The doomiest song on the album is an instrumental piece, “El Lamento De Las Cabras.” It has no drums but plenty of excellent guitar work with some southern rock qualities and even a little grunge.
The sludgy “Your Tomorrow” picks up the pace again with a political rant against the government. Corrosion Of Conformity previewed it in 2010 on a Southern Lord 7″, however, the new version is much more intense.
“The Doom” starts out sludgy and slow but soon gallops ahead to another hardcore speed before slowing down again. Dean’s vocals are once again spot on and at times it even sounds like this could have been a Black Sabbath cover.
“The Moneychangers” starts out at breakneck speed, another one of the punk songs that keeps the tempo up for the majority of the song although when it does slow down towards the end it comes back heavier and adds some excellent guitar work.
“Come Not Here” starts out doomy and grungy with a slight Alice In Chains feel to it.
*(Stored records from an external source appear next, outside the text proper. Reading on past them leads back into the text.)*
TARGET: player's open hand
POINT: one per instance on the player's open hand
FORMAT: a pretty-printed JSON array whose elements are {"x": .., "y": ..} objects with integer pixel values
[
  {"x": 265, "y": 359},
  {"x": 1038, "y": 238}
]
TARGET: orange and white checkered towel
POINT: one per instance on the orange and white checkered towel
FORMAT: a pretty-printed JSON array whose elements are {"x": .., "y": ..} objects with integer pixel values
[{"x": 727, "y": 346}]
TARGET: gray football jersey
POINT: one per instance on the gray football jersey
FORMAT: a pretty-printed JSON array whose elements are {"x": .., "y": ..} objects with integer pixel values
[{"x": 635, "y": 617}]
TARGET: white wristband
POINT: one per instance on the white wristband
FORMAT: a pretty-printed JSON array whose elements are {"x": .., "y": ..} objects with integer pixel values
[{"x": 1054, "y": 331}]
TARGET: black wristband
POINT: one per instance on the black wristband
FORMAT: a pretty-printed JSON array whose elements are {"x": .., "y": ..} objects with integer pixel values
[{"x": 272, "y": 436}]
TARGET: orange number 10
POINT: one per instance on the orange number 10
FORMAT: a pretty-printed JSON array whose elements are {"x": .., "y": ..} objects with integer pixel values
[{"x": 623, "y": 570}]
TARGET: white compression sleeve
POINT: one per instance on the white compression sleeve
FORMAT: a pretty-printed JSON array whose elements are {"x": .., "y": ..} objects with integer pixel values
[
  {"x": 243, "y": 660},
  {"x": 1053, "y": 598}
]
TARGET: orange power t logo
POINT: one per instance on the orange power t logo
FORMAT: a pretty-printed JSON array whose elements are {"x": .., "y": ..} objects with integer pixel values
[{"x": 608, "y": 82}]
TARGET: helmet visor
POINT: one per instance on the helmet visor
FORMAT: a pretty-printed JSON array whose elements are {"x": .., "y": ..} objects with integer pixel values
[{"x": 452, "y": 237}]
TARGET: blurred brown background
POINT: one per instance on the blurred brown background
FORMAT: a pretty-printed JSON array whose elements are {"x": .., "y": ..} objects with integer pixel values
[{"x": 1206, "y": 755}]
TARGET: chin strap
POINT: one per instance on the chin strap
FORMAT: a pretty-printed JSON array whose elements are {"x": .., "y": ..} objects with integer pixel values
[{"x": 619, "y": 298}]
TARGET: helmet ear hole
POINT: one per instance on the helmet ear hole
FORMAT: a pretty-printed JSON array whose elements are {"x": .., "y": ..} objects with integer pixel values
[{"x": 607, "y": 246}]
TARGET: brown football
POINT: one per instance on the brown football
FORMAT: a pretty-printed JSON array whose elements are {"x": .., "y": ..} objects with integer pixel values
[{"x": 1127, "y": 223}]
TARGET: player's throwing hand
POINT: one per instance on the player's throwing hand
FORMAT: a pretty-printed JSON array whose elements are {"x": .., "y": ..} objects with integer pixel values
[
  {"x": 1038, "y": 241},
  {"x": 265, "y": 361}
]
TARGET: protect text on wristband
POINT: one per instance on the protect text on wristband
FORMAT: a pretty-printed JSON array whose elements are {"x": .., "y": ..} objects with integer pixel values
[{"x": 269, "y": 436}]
The vocals are awesome and it’s another one of the standout tracks. “What We Become” picks things up again with speedy thrash, nice solo work and a message for sellouts. Closing the album out is a heavy, perhaps even a bit bluesy piece, “Time Of Trials,” showing off some more Sabbath like influence and excellent guitar work.
Corrosion of Conformity was recorded at Dave Grohl’s Studio 606 and once again produced by John Custer. While many will be quick to juxtapose this album with Animosity, there is much more going on here. More depth and variation, that perhaps time and wisdom unearth. Or perhaps it’s knowing that you just don’t give a shit what others think at this point in your career. Corrosion of Conformity bleeds with that type of unrestrained freedom.
Overall, this album is another solid release from Corrosion Of Conformity. This is the perfect way to celebrate thirty years of plastering metal and punk together and shoving it up the ass of everyone who says the two can’t work together. This is an album the guys can be proud of, especially since it was all done without any help from Keenan. I’m giving this album a big HELL YEAH!!!